You can read about it in The Buffalo News here.

People are buzzing about it and not all of the buzz is favorable. Greg Sandow, who writes for the Wall Street Journal, dissects the concert here. His point seems to be that the orchestra did not play all that well and any substance, in any case, was drowned out by all the hype. The New York Times looked more on the bright side. You can read about a YouTube Symphony rehearsal on the paper's blog (also called Artsbeat, like ours). And the paper's music critic, Anthony Tommasini, reviews the concert here. He is fairly favorable though he does write that he wishes the concert had been more substantive and less gimmicky. As you can tell from the picture above, it was full of high-tech visuals.

You can watch the performances starting today on YouTube. I guess it was quite the event, including music played not only by the hastily assembled and rehearsed orchestra, but also by guest stars including violinist Gil Shaham, who will be playing at the BPO's season-opener in September, and cellist Yo-Yo Ma.

I have not finished watching the concert yet. But I will say this: I do not even think I have to. They would have to be really bad for me NOT to hail this whole thing as good news.

Sure, there's a lot I too could criticize. I personally would have had the soprano Measha Brueggergosman singing something nicer than John Cage. I am afraid that if people new to classical music hear John Cage, they will just think we are all crazy. There is this beautiful song by Erik Satie on Measha B.'s new CD that I wish she had sung instead. But whatever. Let's not sweat the small stuff. A lot of good music was on the program, and they filled Carnegie Hall, and the crowd included a lot of people who never would have gone to a classical concert otherwise, from what I have read.

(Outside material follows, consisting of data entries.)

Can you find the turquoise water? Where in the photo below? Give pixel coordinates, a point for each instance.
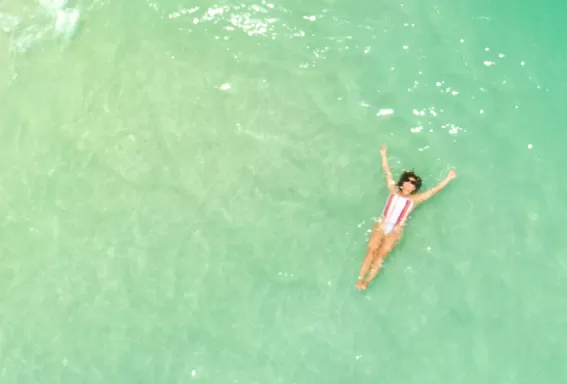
(187, 188)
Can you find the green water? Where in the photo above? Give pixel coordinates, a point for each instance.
(186, 193)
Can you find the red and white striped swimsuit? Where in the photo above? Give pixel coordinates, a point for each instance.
(396, 211)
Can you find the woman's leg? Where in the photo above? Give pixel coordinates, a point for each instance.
(389, 242)
(374, 242)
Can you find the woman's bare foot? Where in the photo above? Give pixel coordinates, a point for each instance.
(361, 285)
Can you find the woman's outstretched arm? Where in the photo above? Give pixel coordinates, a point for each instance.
(386, 167)
(421, 197)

They got to hear the finale from Tchaikovsky Fourth! That is like some kind of drug. One of my friends from when I was a teenager, I remember he heard that just once and it hooked him on classical music for good.

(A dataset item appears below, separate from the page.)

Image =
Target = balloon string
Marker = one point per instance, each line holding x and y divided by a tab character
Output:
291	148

So what if the YouTube Symphony wasn't the best orchestra ever, and so what if there was a lot of hype. I am happy for the hype. A lot of people got to hear music and a lot of kids and amateur musicians had a good time and YouTube, from what I understand, paid to get them all to New York so they could play. And Michael Tilson Thomas is hip and fun -- you can hear him talking on the YouTube clip above -- and I am sure he talked everyone out of the idea that classical music is something to be feared. YouTube is popular among all ages and it's great that they threw themselves behind this.

So much discussion these days centers on expanding the audience for classical music. I think people have become a little too obsessed with that question, sometimes floating wacky silver-bullet ideas that I am afraid will hurt the music and the traditions I have always loved of the concert hall.

Whereas I think all it comes down to is that people should get a chance to listen to the music, simply listen to it, they might want to go back again, and before long, they'll find they're getting the hang of it. That's the way anything works. People don't run across classical music in their everyday lives -- movies, cartoons, restaurants, etc. -- as they used to decades ago. It is great simply to give the music publicity, get everyone out there to listen and enjoy.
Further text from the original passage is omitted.